As part of the systematic review of environmental, social and governance (ESG) issues, Conzzeta conducted a materiality assessment in 2018 and, as announced, developed a reporting model based on that, the outcomes of which are discussed in the section entitled “Responsibility”. They include initial steps in the Outdoor segment towards implementing the sustainability targets published in 2018 as part of the “We Care” strategy, including a reduction of harmful emissions consistent with the requirements of the 2015 Paris Agreement. Conzzeta also provides Mammut with financial support for the Glacier Initiative, a political push to enshrine CO2 reduction targets in the Swiss Constitution.
Appropriation of profit
The Group result for 2019 amounted to CHF 60.85 for each class A registered share and CHF 12.17 for each class B registered share, compared with CHF 46.76 and CHF 9.35, respectively in the previous year.
With the inflow of funds from the sale of the Schmid Rhyner business unit, which was completed at the end of February 2020, Conzzeta again has an excess cash position. The Board of Directors had announced that sales proceeds surpassing the needs of Bystronic shall be distributed to shareholders. After an overall assessment, taking into account, among other things, the operating margin expansion in the 2019 financial year and the uncertain environment for 2020 on one hand, and the aforementioned inflow of funds on the other, the Board of Directors proposes to the Annual General Meeting on April 22, 2020, a dividend with a special distribution in the amount of CHF 86.9 million. This comprises a dividend at the previous year’s level of CHF 37.3 million and the distribution of excess liquidity reserves of CHF 49.7 million. Subject to the approval of the Annual General Meeting, CHF 42.00 will thus be paid out for each class A registered share and CHF 8.40 for each class B registered share.
At the end of 2019, the Conzzeta Group had 5,026 employees worldwide, compared with 5,259 the previous year. The decrease is attributable to the sale of the Glass Processing segment with 436 employees. In the other segments, particularly in the Sheet Metal Processing segment, however, the workforce was expanded in the course of 2019. Traditionally, Conzzeta Group companies have participated in apprentice training programs. At the end of 2019, 151 apprentices were in training at 9 locations in a total of 25 disciplines.
The expertise, flexibility and commitment of our employees are the key factors in ensuring the long-term success of the Conzzeta Group companies. The Board of Directors and Executive Committee would like to take this opportunity to thank the employees for their dedication and efforts in 2019. Considerable effort will also, however, be required in the future in order to implement the Groupʼs operational and strategic initiatives in a competitive environment that continues to be challenging, particularly also in the context of the strategic reorientation of the Group.

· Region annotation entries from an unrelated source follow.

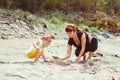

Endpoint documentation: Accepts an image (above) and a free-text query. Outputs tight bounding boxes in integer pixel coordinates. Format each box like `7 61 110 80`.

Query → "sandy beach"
0 39 120 80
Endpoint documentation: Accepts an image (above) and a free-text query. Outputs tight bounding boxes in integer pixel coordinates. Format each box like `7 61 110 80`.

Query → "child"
27 35 54 62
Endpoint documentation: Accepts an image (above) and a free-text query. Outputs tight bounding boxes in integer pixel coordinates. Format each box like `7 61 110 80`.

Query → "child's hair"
41 35 55 42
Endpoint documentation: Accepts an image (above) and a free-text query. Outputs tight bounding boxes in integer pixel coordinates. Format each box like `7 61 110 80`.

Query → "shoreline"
0 39 120 80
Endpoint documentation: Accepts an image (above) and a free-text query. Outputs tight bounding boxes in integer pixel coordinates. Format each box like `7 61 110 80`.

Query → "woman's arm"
33 40 40 50
52 44 72 60
61 44 72 60
75 34 86 63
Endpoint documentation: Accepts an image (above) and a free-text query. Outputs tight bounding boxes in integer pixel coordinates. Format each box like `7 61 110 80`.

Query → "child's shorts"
27 49 44 58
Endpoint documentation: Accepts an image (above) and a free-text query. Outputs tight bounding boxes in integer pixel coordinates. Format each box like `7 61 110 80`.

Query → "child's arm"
33 39 40 51
42 54 48 62
34 52 42 62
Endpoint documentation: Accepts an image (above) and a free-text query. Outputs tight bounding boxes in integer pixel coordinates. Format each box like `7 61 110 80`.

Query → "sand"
0 39 120 80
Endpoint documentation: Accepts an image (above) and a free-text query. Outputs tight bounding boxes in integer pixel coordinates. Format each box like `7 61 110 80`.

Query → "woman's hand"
74 59 79 64
52 56 60 59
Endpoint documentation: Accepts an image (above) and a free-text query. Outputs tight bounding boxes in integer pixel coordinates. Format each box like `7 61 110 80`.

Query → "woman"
53 24 98 63
27 35 54 62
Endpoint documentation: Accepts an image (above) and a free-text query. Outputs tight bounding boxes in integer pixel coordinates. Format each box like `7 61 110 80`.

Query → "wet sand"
0 39 120 80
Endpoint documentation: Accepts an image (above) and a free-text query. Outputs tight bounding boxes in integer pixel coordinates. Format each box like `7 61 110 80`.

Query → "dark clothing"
68 32 98 56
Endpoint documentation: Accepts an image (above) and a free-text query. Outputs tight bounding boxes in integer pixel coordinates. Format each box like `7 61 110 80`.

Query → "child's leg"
86 52 94 61
34 52 42 62
42 54 48 62
83 54 86 61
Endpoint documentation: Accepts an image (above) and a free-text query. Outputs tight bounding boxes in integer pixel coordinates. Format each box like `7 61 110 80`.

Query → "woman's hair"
41 35 55 42
65 23 88 35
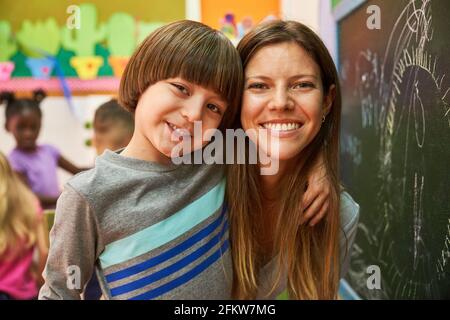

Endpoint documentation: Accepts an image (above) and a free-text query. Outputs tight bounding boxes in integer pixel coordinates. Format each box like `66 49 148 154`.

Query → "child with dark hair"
0 90 82 208
93 99 134 155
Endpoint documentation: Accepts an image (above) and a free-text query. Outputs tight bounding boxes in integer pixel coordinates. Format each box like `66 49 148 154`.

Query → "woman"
227 21 359 299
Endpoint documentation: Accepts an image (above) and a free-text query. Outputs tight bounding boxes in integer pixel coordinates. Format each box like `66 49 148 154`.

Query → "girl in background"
0 90 86 208
0 153 48 300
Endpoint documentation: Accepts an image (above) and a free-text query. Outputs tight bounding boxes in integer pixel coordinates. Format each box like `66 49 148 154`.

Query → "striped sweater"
39 151 232 300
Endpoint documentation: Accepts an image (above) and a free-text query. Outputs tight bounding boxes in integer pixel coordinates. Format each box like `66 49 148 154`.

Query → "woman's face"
241 42 332 161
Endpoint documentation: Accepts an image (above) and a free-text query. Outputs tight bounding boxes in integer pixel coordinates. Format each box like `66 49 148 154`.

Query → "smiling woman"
227 21 359 299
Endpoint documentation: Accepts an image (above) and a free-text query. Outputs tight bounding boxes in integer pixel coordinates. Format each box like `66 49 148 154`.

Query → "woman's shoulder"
340 191 359 231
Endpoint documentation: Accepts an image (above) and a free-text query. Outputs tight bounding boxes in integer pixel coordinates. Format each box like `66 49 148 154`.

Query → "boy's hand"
302 156 331 227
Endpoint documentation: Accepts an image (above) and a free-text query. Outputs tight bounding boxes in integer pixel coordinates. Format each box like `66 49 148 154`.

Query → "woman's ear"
323 84 336 116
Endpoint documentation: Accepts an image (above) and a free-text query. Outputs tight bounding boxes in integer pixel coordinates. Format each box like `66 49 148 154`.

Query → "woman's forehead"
245 42 320 78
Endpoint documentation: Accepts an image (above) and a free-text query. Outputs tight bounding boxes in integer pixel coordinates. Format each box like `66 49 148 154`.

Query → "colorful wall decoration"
0 0 185 92
201 0 281 29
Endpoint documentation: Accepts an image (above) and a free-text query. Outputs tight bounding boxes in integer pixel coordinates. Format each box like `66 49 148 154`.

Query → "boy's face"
135 78 227 162
92 118 131 155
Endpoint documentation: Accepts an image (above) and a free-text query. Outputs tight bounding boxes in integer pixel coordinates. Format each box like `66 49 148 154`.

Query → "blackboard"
338 0 450 299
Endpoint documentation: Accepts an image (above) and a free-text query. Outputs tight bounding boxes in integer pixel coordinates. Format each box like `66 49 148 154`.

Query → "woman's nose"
269 88 294 111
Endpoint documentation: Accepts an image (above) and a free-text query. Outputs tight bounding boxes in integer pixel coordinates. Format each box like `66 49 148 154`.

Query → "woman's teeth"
167 122 191 136
262 122 300 131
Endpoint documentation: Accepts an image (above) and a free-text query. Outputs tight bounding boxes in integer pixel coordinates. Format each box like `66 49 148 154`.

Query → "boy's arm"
39 186 98 300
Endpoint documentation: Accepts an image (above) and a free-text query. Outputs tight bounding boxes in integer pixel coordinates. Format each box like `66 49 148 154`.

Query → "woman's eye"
206 103 220 114
248 82 267 89
172 83 189 95
294 82 314 89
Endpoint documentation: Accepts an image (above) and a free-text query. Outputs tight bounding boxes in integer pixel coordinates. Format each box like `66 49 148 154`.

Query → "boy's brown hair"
119 20 244 129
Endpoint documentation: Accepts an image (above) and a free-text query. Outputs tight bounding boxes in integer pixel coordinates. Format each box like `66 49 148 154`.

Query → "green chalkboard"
338 0 450 299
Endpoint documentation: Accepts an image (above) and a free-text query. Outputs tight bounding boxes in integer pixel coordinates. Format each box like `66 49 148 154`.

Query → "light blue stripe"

With the announced strategic reorientation, 2020 will be a transition year for Conzzeta. The timing of the sale of both the FoamPartner and Mammut business units remains to be seen. Conzzeta anticipates a difficult economic development due to the consequences of the coronavirus epidemic and is taking appropriate actions. In the current situation it is not possible to provide a concrete financial outlook for 2020. With regard to the continuing business, Conzzeta however expects Bystronic to outperform the relevant market development thanks to its innovative portfolio of products and services.